At first, Danielle Roos (’10) thought theatre might be a fun side-gig—a hobby. “Honestly, I was kind of afraid to commit my life to it,” she says.
When she was a student at Dordt, she learned to see theatre through new eyes.
“From the very beginning, my professors were challenging us to think about what stories are important for us to tell,” she says.
Since then, Roos has committed her life to telling those stories. After graduating from Dordt, Roos started her own theatre company, Yellow Rose Productions, in Knoxville, Tennessee. In 2015, a play she co-wrote and directed was accepted into the prestigious New York City Fringe festival, the largest multi-arts festival in North America.
Princess Cut tells the true story of a Knoxville woman who, as a young girl, was a victim of sex trafficking.
“I was introduced to this young woman, and as we became closer, she told me her story,” Roos says. As a five-year-old, the woman was exploited by an older male cousin, her babysitter, who was involved in a sex ring in one of the city’s suburban neighborhoods.
“People often think of sex trafficking as something that happens in far-off places, like Asia, but her story shows it could be happening in the house next door,” she says. The woman wanted to tell her story, so Yellow Rose Productions began working with her to write a play.
“We thought, ‘Knoxville needs to hear this story. We can’t hear this story and not tell it,’” says Roos. She and two co-writers sat down with the woman, often talking late into the night, to piece together a story. Eventually, they were surrounded by Post-it notes with plot points and scene descriptions.
“When we first performed the play, we’d scheduled a one-night show in a little venue downtown,” she says. “We’d set up chairs for about 50, but we had 199 people cram into the space.” Members of the press showed up, and shortly after that, a Knoxville paper ran a large feature about sex trafficking in the area. Interest was so great, they eventually performed the show in cities across the Southeast.
Roos and her team soon began to realize they didn’t really know what trafficking looked like at the local level—and most people in Knoxville probably didn’t either. “We didn’t want people to leave and think, ‘Oh, that’s just a story. It’s fiction.’ We wanted to honor her story by giving people resources to better understand and respond to the issue,” she says. So after each performance, they asked a panel of experts to debrief the audience, including law enforcement officers, an FBI victim specialist, and providers of mental health care and other forms of aftercare for victims.
Roos learned this practice of post-show discussion while a theatre student at Dordt. “It’s a great way to open up a space for dialog about really difficult and challenging subjects.

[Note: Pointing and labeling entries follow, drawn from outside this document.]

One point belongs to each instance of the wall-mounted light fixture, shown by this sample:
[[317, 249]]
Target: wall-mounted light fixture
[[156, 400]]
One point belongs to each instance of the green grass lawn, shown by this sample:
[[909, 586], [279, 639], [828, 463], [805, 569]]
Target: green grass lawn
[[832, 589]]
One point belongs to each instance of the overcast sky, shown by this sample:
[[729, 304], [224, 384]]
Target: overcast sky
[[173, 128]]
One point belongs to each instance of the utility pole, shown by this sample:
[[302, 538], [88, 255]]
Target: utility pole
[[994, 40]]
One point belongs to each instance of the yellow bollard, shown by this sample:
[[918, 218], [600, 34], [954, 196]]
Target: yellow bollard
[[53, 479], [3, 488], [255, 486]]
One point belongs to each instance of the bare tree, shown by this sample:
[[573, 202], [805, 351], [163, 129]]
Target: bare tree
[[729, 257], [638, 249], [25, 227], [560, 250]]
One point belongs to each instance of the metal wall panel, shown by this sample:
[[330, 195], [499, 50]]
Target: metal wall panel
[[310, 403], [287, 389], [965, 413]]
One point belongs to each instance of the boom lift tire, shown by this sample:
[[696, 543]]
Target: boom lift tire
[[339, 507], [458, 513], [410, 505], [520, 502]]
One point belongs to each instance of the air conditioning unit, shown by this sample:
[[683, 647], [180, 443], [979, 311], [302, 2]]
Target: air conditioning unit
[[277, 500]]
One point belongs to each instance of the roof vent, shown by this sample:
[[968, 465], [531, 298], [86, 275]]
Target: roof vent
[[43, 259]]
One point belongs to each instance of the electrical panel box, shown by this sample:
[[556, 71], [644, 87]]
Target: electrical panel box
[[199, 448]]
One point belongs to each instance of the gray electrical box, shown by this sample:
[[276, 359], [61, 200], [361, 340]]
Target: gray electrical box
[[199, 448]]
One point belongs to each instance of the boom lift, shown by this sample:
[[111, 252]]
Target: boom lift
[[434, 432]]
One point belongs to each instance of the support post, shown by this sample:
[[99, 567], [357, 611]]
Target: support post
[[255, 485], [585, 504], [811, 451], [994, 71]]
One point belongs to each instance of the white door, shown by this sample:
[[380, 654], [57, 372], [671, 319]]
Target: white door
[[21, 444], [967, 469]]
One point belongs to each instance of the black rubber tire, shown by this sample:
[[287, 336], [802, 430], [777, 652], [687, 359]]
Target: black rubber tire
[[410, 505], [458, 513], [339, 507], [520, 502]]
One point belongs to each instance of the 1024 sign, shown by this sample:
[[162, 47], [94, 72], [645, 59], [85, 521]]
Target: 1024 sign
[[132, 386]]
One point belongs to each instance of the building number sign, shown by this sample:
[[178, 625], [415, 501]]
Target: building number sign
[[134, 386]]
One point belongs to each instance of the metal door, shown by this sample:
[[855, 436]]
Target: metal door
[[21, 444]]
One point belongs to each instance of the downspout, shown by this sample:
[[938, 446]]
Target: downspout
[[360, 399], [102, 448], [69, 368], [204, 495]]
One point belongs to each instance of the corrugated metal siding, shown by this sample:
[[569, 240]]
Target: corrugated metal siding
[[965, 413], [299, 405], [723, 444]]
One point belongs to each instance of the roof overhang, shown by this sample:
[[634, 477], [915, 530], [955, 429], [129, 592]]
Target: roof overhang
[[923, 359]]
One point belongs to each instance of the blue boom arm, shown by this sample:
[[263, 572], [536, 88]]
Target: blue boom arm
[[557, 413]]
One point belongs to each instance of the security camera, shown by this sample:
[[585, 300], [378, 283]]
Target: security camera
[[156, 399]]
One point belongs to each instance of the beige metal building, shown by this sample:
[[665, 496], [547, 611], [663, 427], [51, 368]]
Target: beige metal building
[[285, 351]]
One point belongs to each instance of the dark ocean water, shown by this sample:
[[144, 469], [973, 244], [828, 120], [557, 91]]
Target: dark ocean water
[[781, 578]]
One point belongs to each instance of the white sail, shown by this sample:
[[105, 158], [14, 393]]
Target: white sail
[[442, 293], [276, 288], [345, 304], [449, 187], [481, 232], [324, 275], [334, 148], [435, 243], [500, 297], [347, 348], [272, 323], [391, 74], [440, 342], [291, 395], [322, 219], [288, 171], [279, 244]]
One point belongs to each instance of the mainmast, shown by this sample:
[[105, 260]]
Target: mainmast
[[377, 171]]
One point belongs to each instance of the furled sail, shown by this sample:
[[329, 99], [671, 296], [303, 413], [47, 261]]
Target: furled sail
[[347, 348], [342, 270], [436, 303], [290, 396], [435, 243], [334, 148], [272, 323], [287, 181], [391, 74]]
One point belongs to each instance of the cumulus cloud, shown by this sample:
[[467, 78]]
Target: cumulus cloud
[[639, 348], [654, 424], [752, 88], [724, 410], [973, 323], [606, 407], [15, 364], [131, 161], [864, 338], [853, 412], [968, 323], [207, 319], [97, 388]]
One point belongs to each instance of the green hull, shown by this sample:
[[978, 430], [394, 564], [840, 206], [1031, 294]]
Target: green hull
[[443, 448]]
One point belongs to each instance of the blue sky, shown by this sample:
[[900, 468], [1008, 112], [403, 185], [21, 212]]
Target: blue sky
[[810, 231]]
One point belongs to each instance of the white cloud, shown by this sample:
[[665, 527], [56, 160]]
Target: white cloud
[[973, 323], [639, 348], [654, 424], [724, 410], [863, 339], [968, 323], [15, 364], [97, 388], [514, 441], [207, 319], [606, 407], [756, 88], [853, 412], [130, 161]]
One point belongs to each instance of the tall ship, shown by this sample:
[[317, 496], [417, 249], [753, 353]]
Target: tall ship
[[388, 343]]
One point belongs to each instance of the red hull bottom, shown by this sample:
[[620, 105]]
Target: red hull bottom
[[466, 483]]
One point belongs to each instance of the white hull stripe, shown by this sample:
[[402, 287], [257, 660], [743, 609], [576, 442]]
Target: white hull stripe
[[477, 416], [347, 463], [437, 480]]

People often leave with more questions than answers, but it starts a conversation,” she says.
“We didn’t intend this to be a Christian play, but the woman we’ve called ‘Sara’ grew up in the church and wanted to address the effectiveness and ineffectiveness of the church in responding to her situation as a victim of sex trafficking,” Roos says. Discussions about sexual purity in her church left her feeling alienated and kept her from seeking help due to feelings of shame. “We wanted to highlight where she was helped by the church and where the church could do better,” Roos says.
As a student, Roos didn’t shy away from difficult subjects. Among other projects, she produced a documentary about domestic violence, and she directed a staged reading of The Laramie Project, about a young gay man, Matthew Shephard, who was murdered in 1998. She has continued to tackle challenging subjects as a playwright and producer, and she says that writing and performing a play like Princess Cut can build empathy among audience members and, ultimately, be a way to seek justice for vulnerable and oppressed people.

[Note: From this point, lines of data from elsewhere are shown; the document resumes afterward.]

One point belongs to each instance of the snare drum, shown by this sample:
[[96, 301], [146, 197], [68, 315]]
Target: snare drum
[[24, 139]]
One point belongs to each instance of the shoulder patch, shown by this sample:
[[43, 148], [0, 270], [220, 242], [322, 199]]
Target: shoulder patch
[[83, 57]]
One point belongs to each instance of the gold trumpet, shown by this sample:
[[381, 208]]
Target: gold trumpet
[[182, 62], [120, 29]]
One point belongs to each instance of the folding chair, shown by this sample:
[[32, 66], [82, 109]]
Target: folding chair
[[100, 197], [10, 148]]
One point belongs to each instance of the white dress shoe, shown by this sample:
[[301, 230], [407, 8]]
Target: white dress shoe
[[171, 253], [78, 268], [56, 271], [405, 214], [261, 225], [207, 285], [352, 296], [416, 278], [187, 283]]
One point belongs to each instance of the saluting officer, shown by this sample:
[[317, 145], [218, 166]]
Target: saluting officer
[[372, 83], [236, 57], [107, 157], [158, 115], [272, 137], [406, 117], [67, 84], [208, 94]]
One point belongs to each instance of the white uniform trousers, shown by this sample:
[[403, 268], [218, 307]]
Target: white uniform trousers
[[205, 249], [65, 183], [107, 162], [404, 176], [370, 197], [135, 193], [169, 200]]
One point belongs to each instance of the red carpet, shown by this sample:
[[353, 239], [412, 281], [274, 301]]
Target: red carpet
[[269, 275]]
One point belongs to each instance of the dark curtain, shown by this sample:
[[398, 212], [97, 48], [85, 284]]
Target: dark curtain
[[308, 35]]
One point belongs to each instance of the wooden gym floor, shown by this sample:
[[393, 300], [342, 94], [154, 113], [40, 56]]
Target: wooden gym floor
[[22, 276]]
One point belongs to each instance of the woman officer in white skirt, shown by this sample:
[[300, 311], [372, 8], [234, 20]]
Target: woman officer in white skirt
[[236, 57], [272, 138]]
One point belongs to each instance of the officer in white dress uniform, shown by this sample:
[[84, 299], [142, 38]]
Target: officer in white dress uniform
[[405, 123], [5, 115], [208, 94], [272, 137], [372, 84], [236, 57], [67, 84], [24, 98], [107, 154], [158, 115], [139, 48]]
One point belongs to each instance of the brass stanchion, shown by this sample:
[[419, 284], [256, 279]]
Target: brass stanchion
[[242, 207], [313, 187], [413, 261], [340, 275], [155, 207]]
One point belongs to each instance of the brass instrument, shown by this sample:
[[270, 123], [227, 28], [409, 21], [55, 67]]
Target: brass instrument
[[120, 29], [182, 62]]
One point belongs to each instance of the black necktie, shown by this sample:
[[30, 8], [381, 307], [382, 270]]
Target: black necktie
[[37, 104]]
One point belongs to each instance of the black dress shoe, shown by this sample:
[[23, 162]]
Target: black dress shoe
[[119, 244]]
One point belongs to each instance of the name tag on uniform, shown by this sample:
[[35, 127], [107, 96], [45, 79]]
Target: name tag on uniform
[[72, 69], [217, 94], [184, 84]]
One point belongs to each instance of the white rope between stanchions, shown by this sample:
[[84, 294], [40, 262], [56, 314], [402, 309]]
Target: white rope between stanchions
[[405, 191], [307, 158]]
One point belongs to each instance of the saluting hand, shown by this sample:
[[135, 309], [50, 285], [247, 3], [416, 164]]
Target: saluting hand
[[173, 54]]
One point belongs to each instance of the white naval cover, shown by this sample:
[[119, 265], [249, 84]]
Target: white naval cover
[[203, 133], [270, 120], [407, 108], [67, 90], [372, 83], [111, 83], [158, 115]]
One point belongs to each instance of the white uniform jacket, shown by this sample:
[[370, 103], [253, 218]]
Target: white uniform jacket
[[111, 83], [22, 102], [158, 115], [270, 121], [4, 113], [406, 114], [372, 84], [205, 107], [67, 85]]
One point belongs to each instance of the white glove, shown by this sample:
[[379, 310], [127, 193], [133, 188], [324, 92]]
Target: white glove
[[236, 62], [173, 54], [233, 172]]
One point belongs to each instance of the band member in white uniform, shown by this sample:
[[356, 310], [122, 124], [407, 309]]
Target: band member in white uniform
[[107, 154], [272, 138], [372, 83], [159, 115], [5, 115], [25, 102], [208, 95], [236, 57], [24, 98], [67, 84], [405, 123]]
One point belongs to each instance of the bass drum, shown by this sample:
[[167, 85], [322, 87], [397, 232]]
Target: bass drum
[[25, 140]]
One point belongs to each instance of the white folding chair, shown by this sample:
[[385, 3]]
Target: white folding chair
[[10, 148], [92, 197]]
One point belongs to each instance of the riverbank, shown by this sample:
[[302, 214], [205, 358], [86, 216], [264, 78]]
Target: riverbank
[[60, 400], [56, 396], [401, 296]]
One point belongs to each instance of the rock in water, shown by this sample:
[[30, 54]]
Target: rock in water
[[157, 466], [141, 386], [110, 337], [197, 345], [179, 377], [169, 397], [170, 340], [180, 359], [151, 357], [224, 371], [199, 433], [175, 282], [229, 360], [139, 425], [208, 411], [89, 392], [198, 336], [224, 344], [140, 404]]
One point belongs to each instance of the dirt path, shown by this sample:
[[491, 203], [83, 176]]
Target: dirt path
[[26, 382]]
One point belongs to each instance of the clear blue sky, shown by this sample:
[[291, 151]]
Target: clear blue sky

“There’s an energy that happens in the theatre—an electricity in the air,” she says. “As an audience member, you’re so close. You’re watching the actors’ faces—you can see every facial tick, the beads of sweat. You become part of the story.”

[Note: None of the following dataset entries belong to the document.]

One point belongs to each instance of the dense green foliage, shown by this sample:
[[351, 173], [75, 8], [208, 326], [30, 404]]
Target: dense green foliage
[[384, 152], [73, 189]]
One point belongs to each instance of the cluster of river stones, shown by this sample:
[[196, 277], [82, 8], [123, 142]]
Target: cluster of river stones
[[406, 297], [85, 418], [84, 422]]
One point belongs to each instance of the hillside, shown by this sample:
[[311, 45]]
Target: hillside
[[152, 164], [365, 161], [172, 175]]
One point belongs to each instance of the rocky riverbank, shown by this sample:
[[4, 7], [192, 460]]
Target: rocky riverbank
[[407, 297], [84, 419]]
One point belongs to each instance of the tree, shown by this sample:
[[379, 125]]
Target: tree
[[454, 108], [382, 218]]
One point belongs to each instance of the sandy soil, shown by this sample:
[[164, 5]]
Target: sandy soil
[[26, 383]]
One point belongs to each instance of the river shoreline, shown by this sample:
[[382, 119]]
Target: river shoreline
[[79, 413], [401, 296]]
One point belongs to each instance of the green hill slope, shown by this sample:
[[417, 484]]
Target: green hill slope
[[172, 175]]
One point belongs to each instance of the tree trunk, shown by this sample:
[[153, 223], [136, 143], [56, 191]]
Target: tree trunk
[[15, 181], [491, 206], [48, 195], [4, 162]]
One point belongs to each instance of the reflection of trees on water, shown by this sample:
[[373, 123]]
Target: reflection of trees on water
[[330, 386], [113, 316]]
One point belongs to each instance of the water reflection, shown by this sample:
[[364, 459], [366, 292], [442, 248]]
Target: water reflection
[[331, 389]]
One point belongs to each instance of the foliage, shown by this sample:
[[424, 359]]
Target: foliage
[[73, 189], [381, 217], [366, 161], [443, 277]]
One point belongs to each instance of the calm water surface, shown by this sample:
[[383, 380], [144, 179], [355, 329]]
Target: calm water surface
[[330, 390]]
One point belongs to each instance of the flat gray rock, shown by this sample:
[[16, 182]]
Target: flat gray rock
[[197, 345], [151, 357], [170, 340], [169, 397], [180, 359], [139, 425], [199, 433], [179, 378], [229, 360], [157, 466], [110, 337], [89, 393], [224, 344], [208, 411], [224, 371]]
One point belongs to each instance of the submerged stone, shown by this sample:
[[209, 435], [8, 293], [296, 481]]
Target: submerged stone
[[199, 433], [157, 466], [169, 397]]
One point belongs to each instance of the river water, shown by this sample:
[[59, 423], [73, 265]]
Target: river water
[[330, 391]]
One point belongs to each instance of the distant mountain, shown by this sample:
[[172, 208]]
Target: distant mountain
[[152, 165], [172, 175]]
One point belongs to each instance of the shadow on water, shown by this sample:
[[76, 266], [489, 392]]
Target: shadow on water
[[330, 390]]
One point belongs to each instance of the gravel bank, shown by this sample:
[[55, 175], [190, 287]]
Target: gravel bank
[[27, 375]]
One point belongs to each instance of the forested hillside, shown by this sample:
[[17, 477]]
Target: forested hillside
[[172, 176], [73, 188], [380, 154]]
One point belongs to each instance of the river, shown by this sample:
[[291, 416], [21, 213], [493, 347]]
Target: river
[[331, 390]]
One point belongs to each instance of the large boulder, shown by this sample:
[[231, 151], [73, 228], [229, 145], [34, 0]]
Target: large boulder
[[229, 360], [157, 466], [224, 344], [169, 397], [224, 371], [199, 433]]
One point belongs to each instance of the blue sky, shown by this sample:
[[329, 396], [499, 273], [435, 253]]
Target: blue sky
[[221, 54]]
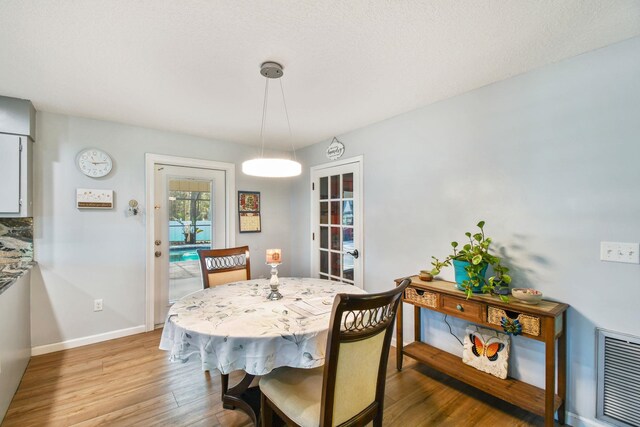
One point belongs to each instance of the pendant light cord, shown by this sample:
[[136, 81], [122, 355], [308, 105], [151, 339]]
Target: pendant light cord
[[264, 114], [286, 113]]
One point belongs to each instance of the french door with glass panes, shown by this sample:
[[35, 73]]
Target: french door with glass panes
[[336, 222]]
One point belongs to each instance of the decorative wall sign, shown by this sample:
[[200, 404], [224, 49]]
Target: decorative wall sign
[[249, 211], [94, 199], [335, 150], [487, 350]]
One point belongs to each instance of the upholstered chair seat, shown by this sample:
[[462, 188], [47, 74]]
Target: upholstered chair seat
[[349, 389]]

It’s that opportunity—to make the audience part of the story—that makes the theatre such a powerful place, she says.
“Theatre brings things that are distant near—it helps audience members imagine themselves in another’s shoes. It can move them to care,” she says.
“Since July, I have been employed as a scenic carpentry apprentice at the Walnut Street Theatre here in Philly,” said Jeremy Vreeken.
"In my position as an apprentice, I build scenery and set pieces for all of the plays produced during this season, which will number somewhere around 20 by the time I leave in May.”
Every day, Vreeken works with several apprentices and professional carpenters to hone his skills. “On any given day I might work with fabric, foam, wood, metal, lighting, and sound equipment, or I might drive a truck full of completed pieces from our shop to the main theatre building,” said Vreeken. “In the past six months I have learned a new city, furthered my technical theatre skill set, made new friends, and have begun the adjustment into post-student life.”
Vreeken’s experience working in Dordt’s theatre department helped to prepare him for his position at the Walnut Street Theatre. “During my time at Dordt, I worked in the theatre department's Scene Shop, took several theatre arts classes, and worked on almost every production in some way,” said Vreeken.
“Because Dordt's Theatre Department was small and developing in many ways, I was allowed to play a large role in several productions and learned to self-direct, problem solve, and even lead teams of my fellow students while working in the shop or on the stage. In my current position, I use all of the technical skills I learned at Dordt, as well as the interpersonal skills of leadership, communication, and teamwork necessary to successfully mount a production.”
Vreeken commented that he appreciated the value that his English major added to his life. “I appreciate the encouragement to value my major for what it added to my life and worldview, and not strictly for its marketability,” said Vreeken.
“During my time in college, I was constantly encouraged to ask questions. ‘How and why’ are important questions for students of every major at every college, and I am most grateful for the emphasis my education placed on asking for the ‘why’ behind whatever we were doing.
From design and construction in the theatre, to reading and creative writing in the classroom, to conversations and relationships in coffee shops and around campus, a focus on the big picture and an awareness of perspectives and my own view on things has been very valuable to me.”
Vreeken said he looks forward to continuing to work in technical theatre. He is also considering getting a master’s degree.
“But, my plans are open to revision,” he said.
“Being in the humanities can take a thick skin,” says Jason Kornelis (’11), who regularly performs with some of the top theatre companies in the Twin Cities. “There are times when you think, ‘What am I doing? How am I going to use this degree?’”
Kornelis most recently appeared in the Wayward Theatre’s production of Moliere’s Tartuffe. He’s also the founding member of a company, Conundrum Collective, that stages radio plays. The company recently produced Orson Welles’s War of the Worlds, using 1930s-style microphones and an onstage sound table. The company also has plans to start a podcast.
Kornelis says the Twin Cities theatre community is vibrant, multicultural, and “has a social justice bent.” He’s finding his place there, performing alongside well-regarded mainstays of the theatre world.
“Starting out after college definitely felt like jumping into the deep end of the pool. But I felt prepared—the toolkit was there. And I think that gave me an edge,” he says.